The militant group views a significant easing of the Israeli blockade as key to its survival but does not believe Egypt’s current rulers – who deposed a Hamas-friendly government in Cairo last year – can be fair brokers.
As Cairo’s effort collapsed, Israeli prime minister Benjamin Netanyahu warned that Hamas will pay a high price for rejecting the truce offer.
Alongside the airstrikes, Israel also told tens of thousands of residents of the northern town of Beit Lahiya and the Zeitoun and Shijaiyah neighborhoods of Gaza City, all near the border with Israel, to evacuate their homes by 8 am.
The warnings were delivered in automated phone calls, text messages and leaflets dropped from planes.
The Israeli military said in its message that large numbers of rockets were launched from these areas and that Israel plans to bomb these locations.

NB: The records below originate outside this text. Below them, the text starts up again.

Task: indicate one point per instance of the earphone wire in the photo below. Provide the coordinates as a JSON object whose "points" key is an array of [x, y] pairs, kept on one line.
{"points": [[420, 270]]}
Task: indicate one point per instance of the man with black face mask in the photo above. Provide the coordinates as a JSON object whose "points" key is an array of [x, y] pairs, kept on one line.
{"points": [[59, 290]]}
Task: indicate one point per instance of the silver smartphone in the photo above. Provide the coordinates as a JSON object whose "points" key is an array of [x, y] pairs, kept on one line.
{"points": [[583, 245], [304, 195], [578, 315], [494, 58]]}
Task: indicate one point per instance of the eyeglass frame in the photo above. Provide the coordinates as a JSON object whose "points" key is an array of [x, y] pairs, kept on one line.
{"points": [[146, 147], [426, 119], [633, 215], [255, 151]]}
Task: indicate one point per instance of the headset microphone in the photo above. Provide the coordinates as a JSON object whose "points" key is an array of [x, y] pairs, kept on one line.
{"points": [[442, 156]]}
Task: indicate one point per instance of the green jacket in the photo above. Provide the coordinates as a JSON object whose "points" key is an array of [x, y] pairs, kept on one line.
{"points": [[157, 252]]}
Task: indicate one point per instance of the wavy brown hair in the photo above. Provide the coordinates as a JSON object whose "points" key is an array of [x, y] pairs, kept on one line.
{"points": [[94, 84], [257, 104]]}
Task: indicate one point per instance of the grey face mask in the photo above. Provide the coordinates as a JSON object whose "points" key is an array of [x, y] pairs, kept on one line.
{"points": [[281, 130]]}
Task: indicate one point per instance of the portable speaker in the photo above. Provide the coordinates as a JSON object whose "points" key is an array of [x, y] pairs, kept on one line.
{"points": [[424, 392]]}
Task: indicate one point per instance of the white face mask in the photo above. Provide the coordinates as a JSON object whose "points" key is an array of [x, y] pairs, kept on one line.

“Whoever disregards these instructions and fails to evacuate immediately, endangers their own lives, as well as those of their families,” the message said.
Hundreds of residents of Zeitoun and Shijaiyah were seen walking in the streets today, carrying small bags with belongings.
The Wafa Rehabilitation Centre in Shijaiyah, which cares for 15 disabled and elderly patients, received several calls demanding the patients evacuate, said its director, Basman Ashi.
He said an Israel shell hit near the building, causing damage to the second floor, but no injuries. Ashi said he will not evacuate because his elderly patients have nowhere to go.
Four foreign volunteers – from England, the US, France and Sweden – have set up camp at the rehabilitation centre to deter the military from targeting it.
English volunteer Rina Andolini, 32, said the patients range in age from 12 to over 70 and none can walk or move without assistance. She said there are also 17 Palestinian staff members.
Ms Andolini said the patients are living in a constant state of fear, intensified by the Israeli tank shelling from across the border.
When asked about the situation at the rehabilitation centre, the office of the Israeli military spokesman said its residents “have been asked repeatedly to leave”.
“There is a rocket launching site in the area,” the military said, adding that Gaza militants use the centre to hide “behind civilians.”
Only one Israeli has so far died in the conflict – a civilian distributing food to soldiers in southern Israel on Tuesday evening – largely because of the effectiveness of Israel‘s Iron Dome air defense system in downing incoming rockets.